Windows 10 is an excellent choice for a convertible like this, as its transforming UI can switch between a traditional desktop view and a more touch-friendly tablet mode whenever the screen is rotated. This worked perfectly during the time we spent testing, bringing up a prompt asking whether we'd like to switch modes as soon as we flipped the screen. This can also be set to occur automatically without a prompt.

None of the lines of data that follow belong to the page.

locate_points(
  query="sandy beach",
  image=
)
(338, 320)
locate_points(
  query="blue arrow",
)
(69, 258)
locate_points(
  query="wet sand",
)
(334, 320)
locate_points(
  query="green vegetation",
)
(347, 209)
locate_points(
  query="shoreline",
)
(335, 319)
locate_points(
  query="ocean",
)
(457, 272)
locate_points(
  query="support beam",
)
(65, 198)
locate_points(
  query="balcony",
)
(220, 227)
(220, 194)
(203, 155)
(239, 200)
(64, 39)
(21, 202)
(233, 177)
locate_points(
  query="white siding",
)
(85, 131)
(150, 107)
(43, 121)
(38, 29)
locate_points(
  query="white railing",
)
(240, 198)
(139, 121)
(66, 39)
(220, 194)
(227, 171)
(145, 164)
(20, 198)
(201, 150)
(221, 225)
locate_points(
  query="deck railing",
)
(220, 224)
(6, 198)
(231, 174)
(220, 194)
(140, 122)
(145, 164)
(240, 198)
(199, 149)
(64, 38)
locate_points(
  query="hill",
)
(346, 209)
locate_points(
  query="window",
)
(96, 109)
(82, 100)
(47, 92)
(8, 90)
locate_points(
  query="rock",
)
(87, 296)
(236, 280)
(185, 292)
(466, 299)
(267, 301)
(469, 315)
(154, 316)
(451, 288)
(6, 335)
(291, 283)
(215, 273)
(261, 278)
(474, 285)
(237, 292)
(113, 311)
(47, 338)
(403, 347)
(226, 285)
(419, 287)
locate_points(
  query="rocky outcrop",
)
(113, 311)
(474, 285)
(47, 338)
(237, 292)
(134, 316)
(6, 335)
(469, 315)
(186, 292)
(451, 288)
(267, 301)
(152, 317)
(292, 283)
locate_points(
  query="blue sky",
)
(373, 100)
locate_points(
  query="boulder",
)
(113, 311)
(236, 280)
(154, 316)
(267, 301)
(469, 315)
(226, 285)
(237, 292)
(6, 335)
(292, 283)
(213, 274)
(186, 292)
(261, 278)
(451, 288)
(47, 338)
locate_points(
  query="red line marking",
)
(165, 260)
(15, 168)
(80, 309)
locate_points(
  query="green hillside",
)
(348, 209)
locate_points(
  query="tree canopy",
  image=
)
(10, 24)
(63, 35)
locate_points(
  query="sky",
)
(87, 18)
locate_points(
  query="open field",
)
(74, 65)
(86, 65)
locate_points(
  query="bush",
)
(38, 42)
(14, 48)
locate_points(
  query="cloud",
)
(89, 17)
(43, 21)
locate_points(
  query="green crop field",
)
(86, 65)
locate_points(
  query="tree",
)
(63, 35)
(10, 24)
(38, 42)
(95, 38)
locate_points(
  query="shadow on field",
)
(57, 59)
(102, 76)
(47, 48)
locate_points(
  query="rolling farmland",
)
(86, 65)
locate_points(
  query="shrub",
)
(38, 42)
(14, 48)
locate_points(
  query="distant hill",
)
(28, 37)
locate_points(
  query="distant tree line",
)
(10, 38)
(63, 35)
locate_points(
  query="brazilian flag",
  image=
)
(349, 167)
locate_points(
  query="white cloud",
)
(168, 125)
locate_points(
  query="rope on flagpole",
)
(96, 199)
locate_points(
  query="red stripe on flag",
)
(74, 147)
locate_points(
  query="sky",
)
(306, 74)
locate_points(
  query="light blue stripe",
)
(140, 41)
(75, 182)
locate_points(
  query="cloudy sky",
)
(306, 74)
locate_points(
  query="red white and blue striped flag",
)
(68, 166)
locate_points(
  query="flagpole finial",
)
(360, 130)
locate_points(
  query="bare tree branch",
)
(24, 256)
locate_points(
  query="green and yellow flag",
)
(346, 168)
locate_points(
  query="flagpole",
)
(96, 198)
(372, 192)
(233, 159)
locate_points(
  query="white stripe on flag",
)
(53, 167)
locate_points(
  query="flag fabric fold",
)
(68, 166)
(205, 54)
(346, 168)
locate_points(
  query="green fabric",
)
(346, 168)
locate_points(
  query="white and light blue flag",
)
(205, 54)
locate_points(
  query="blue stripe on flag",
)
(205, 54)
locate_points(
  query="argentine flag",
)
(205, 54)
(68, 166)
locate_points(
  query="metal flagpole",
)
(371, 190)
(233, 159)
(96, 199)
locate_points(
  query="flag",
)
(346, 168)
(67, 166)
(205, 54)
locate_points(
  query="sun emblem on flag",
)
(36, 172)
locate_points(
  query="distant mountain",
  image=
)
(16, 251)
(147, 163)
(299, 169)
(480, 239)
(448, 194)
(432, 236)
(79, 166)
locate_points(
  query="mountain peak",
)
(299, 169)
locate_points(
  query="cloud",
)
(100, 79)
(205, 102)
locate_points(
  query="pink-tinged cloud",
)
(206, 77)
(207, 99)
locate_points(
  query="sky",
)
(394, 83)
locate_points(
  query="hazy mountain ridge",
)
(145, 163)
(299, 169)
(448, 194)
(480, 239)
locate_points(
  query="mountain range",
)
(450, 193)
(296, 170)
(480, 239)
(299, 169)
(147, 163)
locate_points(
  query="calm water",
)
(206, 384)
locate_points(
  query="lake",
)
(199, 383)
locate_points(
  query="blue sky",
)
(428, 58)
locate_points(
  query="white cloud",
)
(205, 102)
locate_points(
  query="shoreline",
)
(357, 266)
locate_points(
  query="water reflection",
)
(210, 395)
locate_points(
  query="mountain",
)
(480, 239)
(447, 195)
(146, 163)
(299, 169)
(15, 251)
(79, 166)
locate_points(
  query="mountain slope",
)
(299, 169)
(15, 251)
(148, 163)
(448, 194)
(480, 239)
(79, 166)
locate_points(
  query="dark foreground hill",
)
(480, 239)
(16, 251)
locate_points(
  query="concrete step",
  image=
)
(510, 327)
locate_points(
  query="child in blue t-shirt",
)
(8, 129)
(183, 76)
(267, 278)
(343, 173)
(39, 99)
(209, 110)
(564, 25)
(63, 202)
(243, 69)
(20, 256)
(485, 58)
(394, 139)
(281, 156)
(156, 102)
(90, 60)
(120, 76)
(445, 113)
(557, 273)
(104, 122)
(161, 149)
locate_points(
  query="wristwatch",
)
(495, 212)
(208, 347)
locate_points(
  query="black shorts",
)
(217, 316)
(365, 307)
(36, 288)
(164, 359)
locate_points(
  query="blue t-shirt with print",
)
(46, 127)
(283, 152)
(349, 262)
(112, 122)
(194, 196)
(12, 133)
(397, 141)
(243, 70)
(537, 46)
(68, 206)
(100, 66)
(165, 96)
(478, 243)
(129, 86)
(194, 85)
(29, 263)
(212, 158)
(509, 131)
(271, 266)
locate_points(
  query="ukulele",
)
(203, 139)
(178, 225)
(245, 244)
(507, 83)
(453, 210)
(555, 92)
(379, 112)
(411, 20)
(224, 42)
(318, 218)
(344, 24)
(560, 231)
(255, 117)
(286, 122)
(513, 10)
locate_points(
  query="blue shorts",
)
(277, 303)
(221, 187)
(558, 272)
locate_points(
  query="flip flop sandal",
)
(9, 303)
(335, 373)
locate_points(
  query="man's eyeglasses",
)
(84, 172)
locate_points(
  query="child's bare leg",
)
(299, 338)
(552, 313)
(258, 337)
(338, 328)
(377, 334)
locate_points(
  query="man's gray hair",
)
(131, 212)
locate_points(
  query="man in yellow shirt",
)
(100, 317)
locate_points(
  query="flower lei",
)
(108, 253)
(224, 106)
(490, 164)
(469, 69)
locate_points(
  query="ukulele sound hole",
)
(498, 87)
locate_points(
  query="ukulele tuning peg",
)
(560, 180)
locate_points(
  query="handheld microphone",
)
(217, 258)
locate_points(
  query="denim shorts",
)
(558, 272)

However, we did spot quite a lot of pre-installed software, which is rarely a good sign. It can be hard to tell what will be found on the hard drive at launch and what has been included solely for a presentation, but hopefully Toshiba will tone down the bloatware.
We couldn't run any benchmarks, but were otherwise very impressed by the Satellite Radius 12's swiftness. Everything from altering colour balance to loading webpages to scrolling through photo albums is done instantaneously, without a hint of lag or stuttering.
This is to be expected, considering the high-end hardware and the premium price tag of €1,449 and upwards. The 4K screen option will push that up even further, establishing the Satellite Radius 12 as a premium buy rather than a mass rollout device.
We used a model with the maximum 256GB SSD. That will be fine for most prople, and using solid-state storage naturally helps the system boot up and run faster, as was the case in our hands-on.
Then again, those who need a machine for design or creative work may find 256GB filling up very quickly, necessitating cloud storage or a device with a more spacious, conventional hard drive.
The high price is a slight turn off, but the Satellite Radius 12 directly addresses several complaints we had about its 15.6in predecessor. It's certainly lighter and more portable, although a more thorough test is required to make sure the battery can survive the drain of a 4K screen.
In all likelihood, these strong specs will make Toshiba's latest effort an attractive option in the growing 360-degree convertible market - for those who can afford it, anyway.